AWESOME!!!! Did you hear me then??? LOL!! Those will produce some NICE slabs...I'd be tempted to step out of my comfort zone and saw for grade and qtrswn. BUT I'd be hounding them for that one or two wide crotches I seen in the pics!!!!

You got Blessed there!!!


----------



## Tennessee Tim (Dec 15, 2010)

I forgot to give you the directions to my saw!!!!HEAD SOUTH!!! LOL. This straight stuff will get you confused...just send my way and I'll..mmmmm....dispose ...a slice at a time!!!


----------



## Allen Tomaszek (Dec 11, 2010)

They would make some nice slabs but they would also make some awesome boards. You're right...I'm so confused! I'll have to consult the magic eight ball. Stay tuned...


----------



## Da Aardvark (Oct 11, 2012)

Awe MAN????
And I now live too south to come see?
CeeeRipe!


----------



## Logger (Nov 26, 2009)

Make more selling for veneer than sawing, but not as much fun.:laughing:


----------



## Allen Tomaszek (Dec 11, 2010)

Logger...A couple of people thought I should sell them as veneer logs but the reality is that a veneer mill isn't going to be interested in a tree from a city lot. The risk of metal is too great for them even though I rarely find metal in the logs I get. I like making great lumber though so using logs like these just gives my customers some awesome wood to work with.

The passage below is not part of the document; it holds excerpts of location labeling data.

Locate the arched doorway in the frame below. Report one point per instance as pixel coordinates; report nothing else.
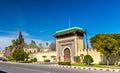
(67, 55)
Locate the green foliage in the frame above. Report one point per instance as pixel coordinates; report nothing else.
(47, 60)
(34, 59)
(82, 57)
(88, 59)
(64, 63)
(27, 61)
(77, 57)
(19, 55)
(107, 44)
(44, 57)
(4, 60)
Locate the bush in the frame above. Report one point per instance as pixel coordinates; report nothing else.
(27, 61)
(35, 60)
(47, 60)
(64, 63)
(77, 58)
(88, 59)
(4, 60)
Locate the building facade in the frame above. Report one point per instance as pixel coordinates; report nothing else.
(70, 43)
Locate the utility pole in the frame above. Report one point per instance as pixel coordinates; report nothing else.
(69, 22)
(87, 47)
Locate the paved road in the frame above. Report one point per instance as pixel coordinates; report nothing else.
(41, 68)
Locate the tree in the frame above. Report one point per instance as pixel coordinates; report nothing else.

Here's a picture from today where I picked up the remaining two logs. Both ten footers from the same trees as the ones in the pics above. Hoping to saw some up this weekend! Can't wait!


----------



## Tennessee Tim (Dec 15, 2010)

Allen I didn't realize:shifty::shifty: you dropped the other two off here already!!:icon_cool::blink::laughing::laughing:

Looking good!!!! I can't wait to see how you saw them!!


----------



## ibpdew (Nov 18, 2012)

Beautiful logs!
Maybe saw a couple Qtr Sawn:yes:?


----------



## Allen Tomaszek (Dec 11, 2010)

Decided to go for width instead of Qsawing but there are some nice Qsawn boards in the pile. Here's a couple of pics from 2 of the logs we milled up last night. The two shorter logs yielded around 450bf of nice 5/4 and 6/4 lumber 11" to 20" wide.


----------



## Allen Tomaszek (Dec 11, 2010)

More pics from the lumber in these logs. Pretty stuff. :thumbsup:


----------



## Da Aardvark (Oct 11, 2012)

Yer Killing me here!


----------



## Allen Tomaszek (Dec 11, 2010)

Sounds like you need to take a vacation and come visit your pals in the Midwest.


----------



## Jeff Shafer (Nov 16, 2010)

Man those are beautiful! My neighbor had 2 walnut trees taken down in March that were a little smaller then those but I have no space let alone the milling capability!


----------



## Da Aardvark (Oct 11, 2012)

Allen.
I'm headed to Tenn Tim's on wednesday to look at some walnut.
You both always surprise me with the cuts you come up with.

Very unlikely I'll head up to the Chi-town/Milwaukee area for many years to come.


----------



## Tennessee Tim (Dec 15, 2010)

BEAUTIFUL!!!! 
That is some awesome pieces.

I must of closed out prior to it posting the other night...it didn't go through:thumbdown:. LATE night posting syndrome I guess:laughing: type...doze....type...doze...OOOPS catch the laptop...gotta finish this sentence!!:blink::huh::furious::blink:

Looks GREAT!!! Keep posting those pics!!!


----------